Час поднимали на арканах пленниц из кяризной галереи. Когда прятались там, им понадобились минуты - их гнало отчаяние, - чтобы соскользнуть по отвесной стене головоломного колодца.
И даже на поверхности, под яркими лучами солнца, под синим небом Шагаретт долго не могла прийти в себя и понять, что ее и подругу извлекли на свет божий не бардефуруши-калтаманы, а подлинные друзья.
Пряча лицо под полой черного искабэ, девушка упрямо твердила:
- Я не рабыня! И она, подружка, не рабыня. Я дочь вождя могучего Джемшида, а он связывал меня - свободорожденную - арканом. Он касался меня руками. Пусть побережется, презренный. Отец отомстит ему.
Она с такой яростью поглядывала на Аббаса Кули, что тот закрывался рукой и стонал:
- Ай, ай, какой взгляд! Кавказский кинжал, а не взгляд.
Обе девушки, освобожденные от опутывавших их веревок, обессиленные, сидели на земле, закутавшись в свои черные, тяжелого шелка искабэ, оставив открытыми блуждавшие по лицам стоявших вокруг людей глаза. И снова начальника экспедиции поразил горящий темным огнем взгляд той, которую звали Шагаретт.
Он даже смутился, хотя и забыл вообще, приходилось ли ему когда-нибудь испытывать что-либо подобное.
Но под взглядом Шагаретт страшно хотелось опустить глаза и предаться каким-то неясным, но удивительно странным сумбурным чувствам.
По-видимому, внимание, с которым он смотрел на девушек, его суровая внешность, его рассеченное шрамами серьезное, сухое лицо привлекло Шагаретт. Она вскочила и, поддерживаемая под локоть подругой, спустилась по ссохшимся комьям глины вниз с отвала и подошла, шатаясь от слабости, к начальнику экспедиции.
- Ты вождь? - спросила она, не отводя покрывало от нижней половины лица.
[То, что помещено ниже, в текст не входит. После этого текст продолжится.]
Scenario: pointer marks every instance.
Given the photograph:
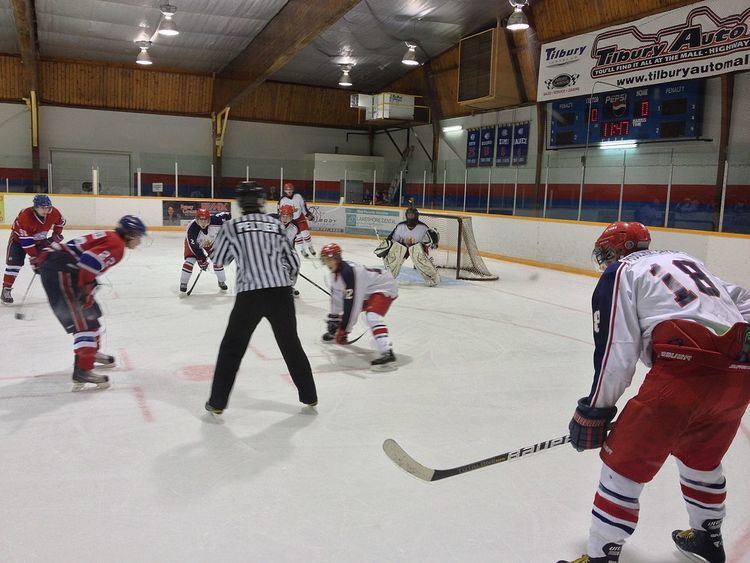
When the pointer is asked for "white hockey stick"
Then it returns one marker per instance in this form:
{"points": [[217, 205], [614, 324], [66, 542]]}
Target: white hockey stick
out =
{"points": [[410, 465]]}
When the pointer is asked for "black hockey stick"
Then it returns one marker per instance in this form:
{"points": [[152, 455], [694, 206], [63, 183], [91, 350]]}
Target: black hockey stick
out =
{"points": [[303, 276], [410, 465], [20, 315], [192, 287]]}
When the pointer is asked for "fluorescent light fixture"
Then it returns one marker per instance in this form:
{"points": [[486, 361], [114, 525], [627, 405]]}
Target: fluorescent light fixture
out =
{"points": [[168, 26], [143, 57], [410, 57], [606, 145], [345, 79], [517, 20]]}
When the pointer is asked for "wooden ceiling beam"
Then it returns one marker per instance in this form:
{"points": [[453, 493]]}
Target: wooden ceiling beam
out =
{"points": [[296, 25]]}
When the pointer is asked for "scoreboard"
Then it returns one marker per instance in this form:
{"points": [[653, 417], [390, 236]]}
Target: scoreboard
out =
{"points": [[661, 112]]}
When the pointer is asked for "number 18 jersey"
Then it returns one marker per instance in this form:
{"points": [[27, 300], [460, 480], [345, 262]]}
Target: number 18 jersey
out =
{"points": [[638, 292]]}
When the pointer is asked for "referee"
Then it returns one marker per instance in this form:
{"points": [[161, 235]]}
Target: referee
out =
{"points": [[267, 267]]}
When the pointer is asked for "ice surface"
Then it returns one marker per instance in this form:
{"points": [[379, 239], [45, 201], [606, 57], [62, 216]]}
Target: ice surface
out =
{"points": [[135, 473]]}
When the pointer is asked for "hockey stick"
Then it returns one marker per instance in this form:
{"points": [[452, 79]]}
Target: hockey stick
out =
{"points": [[303, 276], [20, 315], [192, 287], [410, 465]]}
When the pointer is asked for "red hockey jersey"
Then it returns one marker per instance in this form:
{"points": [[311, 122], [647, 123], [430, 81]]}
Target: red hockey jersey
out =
{"points": [[29, 229]]}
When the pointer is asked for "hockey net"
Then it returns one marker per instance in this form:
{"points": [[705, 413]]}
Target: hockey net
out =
{"points": [[457, 248]]}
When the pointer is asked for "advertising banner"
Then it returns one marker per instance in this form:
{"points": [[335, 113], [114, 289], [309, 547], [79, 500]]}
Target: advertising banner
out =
{"points": [[704, 39], [504, 148], [487, 146], [369, 221], [472, 147], [177, 212], [521, 143]]}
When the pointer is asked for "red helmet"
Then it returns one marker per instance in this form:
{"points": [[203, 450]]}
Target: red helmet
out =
{"points": [[618, 240], [331, 250]]}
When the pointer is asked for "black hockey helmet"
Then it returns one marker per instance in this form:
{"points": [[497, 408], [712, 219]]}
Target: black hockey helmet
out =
{"points": [[412, 216], [250, 196]]}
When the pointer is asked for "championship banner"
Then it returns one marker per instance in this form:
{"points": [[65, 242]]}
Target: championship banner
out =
{"points": [[487, 146], [704, 39], [472, 148], [521, 143], [181, 211], [504, 139]]}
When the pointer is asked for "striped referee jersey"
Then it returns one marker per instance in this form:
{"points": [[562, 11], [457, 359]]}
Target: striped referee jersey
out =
{"points": [[260, 246]]}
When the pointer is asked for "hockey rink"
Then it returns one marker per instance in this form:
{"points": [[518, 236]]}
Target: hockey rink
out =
{"points": [[138, 473]]}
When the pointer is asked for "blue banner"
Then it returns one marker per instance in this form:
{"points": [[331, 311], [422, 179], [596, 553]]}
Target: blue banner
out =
{"points": [[487, 146], [504, 140], [521, 143], [472, 147]]}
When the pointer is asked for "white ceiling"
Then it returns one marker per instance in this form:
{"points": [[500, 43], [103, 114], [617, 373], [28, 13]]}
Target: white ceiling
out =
{"points": [[212, 33]]}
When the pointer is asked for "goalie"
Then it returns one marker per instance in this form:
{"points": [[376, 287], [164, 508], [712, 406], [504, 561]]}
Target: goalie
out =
{"points": [[411, 238]]}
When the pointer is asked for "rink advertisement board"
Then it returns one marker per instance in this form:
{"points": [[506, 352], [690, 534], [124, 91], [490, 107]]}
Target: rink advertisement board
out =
{"points": [[176, 212], [704, 39], [369, 221]]}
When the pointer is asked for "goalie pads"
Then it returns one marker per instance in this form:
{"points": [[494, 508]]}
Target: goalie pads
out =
{"points": [[395, 258], [383, 248], [424, 265], [432, 238]]}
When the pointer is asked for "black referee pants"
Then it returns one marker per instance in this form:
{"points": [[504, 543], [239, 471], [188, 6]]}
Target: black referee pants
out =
{"points": [[277, 305]]}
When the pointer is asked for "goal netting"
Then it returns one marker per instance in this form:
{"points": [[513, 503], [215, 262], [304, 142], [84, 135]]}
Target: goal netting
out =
{"points": [[457, 248]]}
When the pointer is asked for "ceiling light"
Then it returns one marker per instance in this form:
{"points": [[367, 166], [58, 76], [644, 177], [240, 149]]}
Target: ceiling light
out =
{"points": [[517, 20], [410, 57], [345, 79], [168, 26], [143, 57]]}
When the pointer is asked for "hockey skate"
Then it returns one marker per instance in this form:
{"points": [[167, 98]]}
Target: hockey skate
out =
{"points": [[612, 551], [81, 377], [384, 359], [702, 545], [104, 360]]}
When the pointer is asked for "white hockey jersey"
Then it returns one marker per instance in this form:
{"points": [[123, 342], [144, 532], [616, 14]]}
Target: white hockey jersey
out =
{"points": [[296, 201], [408, 237], [352, 285], [638, 292]]}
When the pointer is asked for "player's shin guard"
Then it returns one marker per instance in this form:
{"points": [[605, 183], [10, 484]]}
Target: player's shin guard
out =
{"points": [[379, 332], [704, 493], [11, 273], [187, 269], [615, 512]]}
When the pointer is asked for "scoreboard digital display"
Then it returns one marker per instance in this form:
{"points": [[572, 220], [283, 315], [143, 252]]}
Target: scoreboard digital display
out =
{"points": [[652, 113]]}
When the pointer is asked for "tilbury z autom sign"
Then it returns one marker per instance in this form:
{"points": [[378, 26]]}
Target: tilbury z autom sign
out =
{"points": [[705, 39]]}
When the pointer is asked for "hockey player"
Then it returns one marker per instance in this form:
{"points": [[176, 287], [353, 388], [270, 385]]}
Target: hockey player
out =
{"points": [[199, 239], [69, 272], [411, 238], [30, 231], [356, 289], [692, 330], [301, 215]]}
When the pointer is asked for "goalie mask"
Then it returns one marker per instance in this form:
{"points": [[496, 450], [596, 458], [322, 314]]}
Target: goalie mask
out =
{"points": [[618, 240], [412, 217]]}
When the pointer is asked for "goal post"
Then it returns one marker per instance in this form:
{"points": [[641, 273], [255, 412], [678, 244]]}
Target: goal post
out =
{"points": [[457, 248]]}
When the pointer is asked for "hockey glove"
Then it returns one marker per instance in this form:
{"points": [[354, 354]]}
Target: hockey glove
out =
{"points": [[589, 425], [341, 336]]}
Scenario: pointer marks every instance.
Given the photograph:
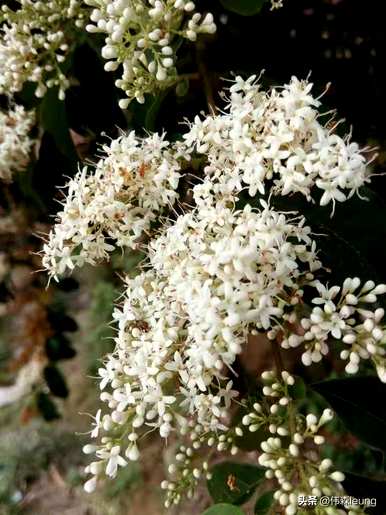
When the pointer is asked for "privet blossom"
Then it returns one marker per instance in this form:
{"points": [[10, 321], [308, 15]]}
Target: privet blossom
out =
{"points": [[142, 38], [113, 203], [35, 40], [214, 274], [15, 140], [273, 141]]}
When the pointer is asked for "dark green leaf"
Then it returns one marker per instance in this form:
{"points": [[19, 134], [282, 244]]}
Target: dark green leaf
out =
{"points": [[243, 7], [358, 401], [297, 391], [365, 487], [47, 407], [264, 503], [234, 483], [58, 348], [223, 509], [249, 441], [182, 88], [153, 110], [53, 119], [55, 381]]}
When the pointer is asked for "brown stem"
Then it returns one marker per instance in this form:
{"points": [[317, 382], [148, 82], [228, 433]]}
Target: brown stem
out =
{"points": [[277, 357], [205, 76]]}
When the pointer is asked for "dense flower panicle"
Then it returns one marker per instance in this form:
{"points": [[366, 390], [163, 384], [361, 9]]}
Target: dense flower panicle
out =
{"points": [[35, 41], [15, 140], [276, 137], [214, 276], [348, 318], [141, 38], [113, 204]]}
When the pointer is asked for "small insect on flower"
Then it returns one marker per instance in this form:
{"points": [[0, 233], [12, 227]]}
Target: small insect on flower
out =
{"points": [[231, 483]]}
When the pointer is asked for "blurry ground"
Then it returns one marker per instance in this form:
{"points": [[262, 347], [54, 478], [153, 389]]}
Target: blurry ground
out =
{"points": [[41, 464]]}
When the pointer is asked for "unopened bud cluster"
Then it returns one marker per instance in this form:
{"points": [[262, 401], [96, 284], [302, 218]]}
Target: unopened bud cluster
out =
{"points": [[291, 454], [191, 461], [35, 41], [15, 140], [142, 38], [344, 314]]}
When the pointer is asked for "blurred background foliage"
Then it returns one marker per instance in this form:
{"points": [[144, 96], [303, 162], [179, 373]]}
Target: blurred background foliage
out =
{"points": [[65, 328]]}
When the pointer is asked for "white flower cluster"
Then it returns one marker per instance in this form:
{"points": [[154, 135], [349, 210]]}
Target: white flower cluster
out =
{"points": [[276, 4], [215, 274], [343, 314], [34, 43], [142, 38], [15, 140], [113, 204], [291, 456], [273, 141]]}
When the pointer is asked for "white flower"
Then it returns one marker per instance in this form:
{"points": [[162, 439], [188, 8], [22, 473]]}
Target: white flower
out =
{"points": [[15, 141], [35, 40], [114, 204], [274, 135]]}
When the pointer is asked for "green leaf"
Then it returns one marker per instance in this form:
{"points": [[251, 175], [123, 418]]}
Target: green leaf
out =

Он так и не видел еще ее губ, но почему-то подумал: "Они у нее прекрасны".
- Я просто начальник экспедиции, советской экспедиции.
Она пожирала его глазами. И во взгляде ее Алексей Иванович читал ярость и благодарность. Удивительны были эти глаза. В них метались самые разноречивые чувства - надежда, горе, радость, страх, счастье, недоверие, наивное восхищение.
- Ты воин! А разве воины оскорбляют, унижают девушек?
- Мы советские люди. Мы защищаем девушек и женщин... Никто не посмеет теперь оскорбить вас.
- И твое слово верное?
- Верное.
- Ты говоришь - ты не воин?
- Я инженер.
- Анжинир? - протянула она незнакомое слово. - Нет, ты воин, у тебя на лице знак доблести. - И она вдруг высвободила руку и тонкими, с ярко накрашенными ногтями пальцами осторожно погладила ужасный шрам, рассекавший лицо Алексея Ивановича от виска до подбородка. - Ты воин со знаком меча. Великий воин! Настоящий воин!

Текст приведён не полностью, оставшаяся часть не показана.